Sorted sequence cannot be determined.
分析:
這題典型的拓撲排序,但是有點變化。
題目樣例的三種輸出分別是:
1. 在第x個關系中可以唯一的確定排序,並輸出。
2. 在第x個關系中發現了有回環(Inconsisitency矛盾)
3.全部關系都沒有發現上面兩種情況,輸出第3種.
那麼對於給定的m個關系,一個個的讀進去,每讀進去一次就要進行一次拓撲排序,如果發現情況1和情況2,那麼就不用再考慮後面的那些關系了,但是還要繼續讀完後面的關系(但不處理)。
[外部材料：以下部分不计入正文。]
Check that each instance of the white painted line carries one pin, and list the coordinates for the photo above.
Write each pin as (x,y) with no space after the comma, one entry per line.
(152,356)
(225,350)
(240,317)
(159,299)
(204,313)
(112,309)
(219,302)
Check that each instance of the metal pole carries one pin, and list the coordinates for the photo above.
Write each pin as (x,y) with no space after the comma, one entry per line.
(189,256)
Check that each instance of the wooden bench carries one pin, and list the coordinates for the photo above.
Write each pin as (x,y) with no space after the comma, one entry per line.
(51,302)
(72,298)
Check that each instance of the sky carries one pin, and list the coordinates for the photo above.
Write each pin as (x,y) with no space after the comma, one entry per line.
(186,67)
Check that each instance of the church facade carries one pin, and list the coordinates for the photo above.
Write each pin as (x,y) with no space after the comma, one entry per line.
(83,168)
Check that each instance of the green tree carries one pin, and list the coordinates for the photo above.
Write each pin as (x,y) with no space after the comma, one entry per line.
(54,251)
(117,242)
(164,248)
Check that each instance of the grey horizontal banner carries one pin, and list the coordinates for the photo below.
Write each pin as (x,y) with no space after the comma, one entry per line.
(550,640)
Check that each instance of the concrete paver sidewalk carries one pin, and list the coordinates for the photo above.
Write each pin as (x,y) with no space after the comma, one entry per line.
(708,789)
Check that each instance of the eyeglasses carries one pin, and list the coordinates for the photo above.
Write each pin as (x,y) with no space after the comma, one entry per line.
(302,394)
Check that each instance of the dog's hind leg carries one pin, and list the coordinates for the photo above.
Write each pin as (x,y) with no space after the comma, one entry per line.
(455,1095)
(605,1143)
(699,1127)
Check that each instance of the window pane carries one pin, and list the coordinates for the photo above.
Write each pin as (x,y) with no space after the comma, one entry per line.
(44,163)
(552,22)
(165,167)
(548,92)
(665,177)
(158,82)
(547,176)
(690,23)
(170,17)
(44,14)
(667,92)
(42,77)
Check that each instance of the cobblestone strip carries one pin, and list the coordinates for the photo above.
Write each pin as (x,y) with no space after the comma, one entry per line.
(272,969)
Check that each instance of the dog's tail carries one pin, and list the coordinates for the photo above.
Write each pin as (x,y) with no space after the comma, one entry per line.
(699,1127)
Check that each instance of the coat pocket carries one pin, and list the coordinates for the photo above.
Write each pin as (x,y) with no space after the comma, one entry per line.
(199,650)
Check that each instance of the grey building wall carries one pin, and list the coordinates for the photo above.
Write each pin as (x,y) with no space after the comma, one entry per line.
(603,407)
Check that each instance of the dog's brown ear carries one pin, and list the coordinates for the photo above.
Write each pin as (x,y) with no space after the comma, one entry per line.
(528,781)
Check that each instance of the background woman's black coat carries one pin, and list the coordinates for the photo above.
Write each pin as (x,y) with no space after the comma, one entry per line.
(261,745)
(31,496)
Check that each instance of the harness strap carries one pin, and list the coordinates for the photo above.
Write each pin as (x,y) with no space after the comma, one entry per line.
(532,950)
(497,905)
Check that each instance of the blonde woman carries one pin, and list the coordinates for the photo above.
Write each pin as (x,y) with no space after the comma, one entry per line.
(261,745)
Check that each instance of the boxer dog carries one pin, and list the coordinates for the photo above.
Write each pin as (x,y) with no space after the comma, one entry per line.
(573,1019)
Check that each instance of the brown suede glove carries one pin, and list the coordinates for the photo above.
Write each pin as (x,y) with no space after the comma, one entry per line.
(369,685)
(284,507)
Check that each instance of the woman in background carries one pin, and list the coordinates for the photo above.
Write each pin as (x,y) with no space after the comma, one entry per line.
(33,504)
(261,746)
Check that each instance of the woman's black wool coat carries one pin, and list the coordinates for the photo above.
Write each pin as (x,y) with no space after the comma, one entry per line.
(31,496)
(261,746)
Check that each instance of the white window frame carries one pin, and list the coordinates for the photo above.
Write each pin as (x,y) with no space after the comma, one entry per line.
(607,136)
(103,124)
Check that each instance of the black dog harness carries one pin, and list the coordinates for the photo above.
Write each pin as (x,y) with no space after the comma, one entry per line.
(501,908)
如果讀完了所有關系,還沒有出現情況1和情況2,那麼就輸出情況3.
拓撲排序有兩種方法,一種是算法導論上的,一種是用貪心的思想,這題用貪心的思想做更好。
貪心的做法:
1. 找到所有入度為0的點, 加入隊列Q
2.取出隊列Q的一個點,把以這個點為起點,所有它的終點的入度都減1. 如果這個過程中發現經過減1後入度變為0的,把這個點加入隊列Q。
3.重復步驟2,直到Q為空。
這個過程中,如果同時有多個點的入度為0,說明不能唯一確定關系。
如果結束之後,所得到的經過排序的點少於點的總數,那麼說明有回環。
題目還需要注意的一點:如果邊(u,v)之前已經輸入過了,那麼之後這條邊都不再加入。
代碼:
[cpp]
#include<cstdio>
#include<cstring>
#include<vector>
#include<queue>
using namespace std;
const int N = 105;
int n,m,in[N],temp[N],Sort[N],t,pos, num;
char X, O, Y;
vector<int>G[N];
queue<int>q;
void init(){
memset(in, 0, sizeof(in));
for(int i=0; i<=n; ++i){
G[i].clear();
}
}
inline bool find(int u,int v){
for(int i=0; i<G[u].size(); ++i)
if(G[u][i]==v)return true;
return false;
}
int topoSort(){
while(!q.empty())q.pop();
for(int i=0; i<n; ++i)if(in[i]==0){
q.push(i);
}
pos=0;
bool unSure=false;
while(!q.empty()){
if(q.size()>1) unSure=true;
int t=q.front();
q.pop();
Sort[pos++]=t;
for(int i=0; i<G[t].size(); ++i){
if(--in[G[t][i]]==0)
q.push(G[t][i]);
}
}
if(pos<n) return 1;
if(unSure) return 2;
return 3;
}
int main(){
int x,y,i,flag,ok,stop;
while(~scanf("%d%d%*c",&n,&m)){
if(!n||!m)break;
init();
flag=2;
ok=false;
for(i=1; i<=m; ++i){
scanf("%c%c%c%*c", &X,&O,&Y);
if(ok) continue; // 如果已經判斷了有回環或者可唯一排序,不處理但是要繼續讀
x=X-'A', y=Y-'A';
if(O=='<'&&!find(y,x)){
G[y].push_back(x);
++in[x];
}
else if(O=='>'&&!find(x,y)){
G[x].push_back(y);
++in[y];
}
// 拷貝一個副本,等下用來還原in數組
memcpy(temp, in, sizeof(in));
flag=topoSort();
memcpy(in, temp, sizeof(temp));
if(flag!=2){
stop=i;
ok=true;
}
}
if(flag==3){
printf("Sorted sequence determined after %d relations: ", stop);
for(int i=pos-1; i>=0; --i)
printf("%c",Sort[i]+'A');
printf(".\n");
}
else if(flag==1){
printf("Inconsistency found after %d relations.\n",stop);
}
else{
printf("Sorted sequence cannot be determined.\n");
}
}
return 0;
}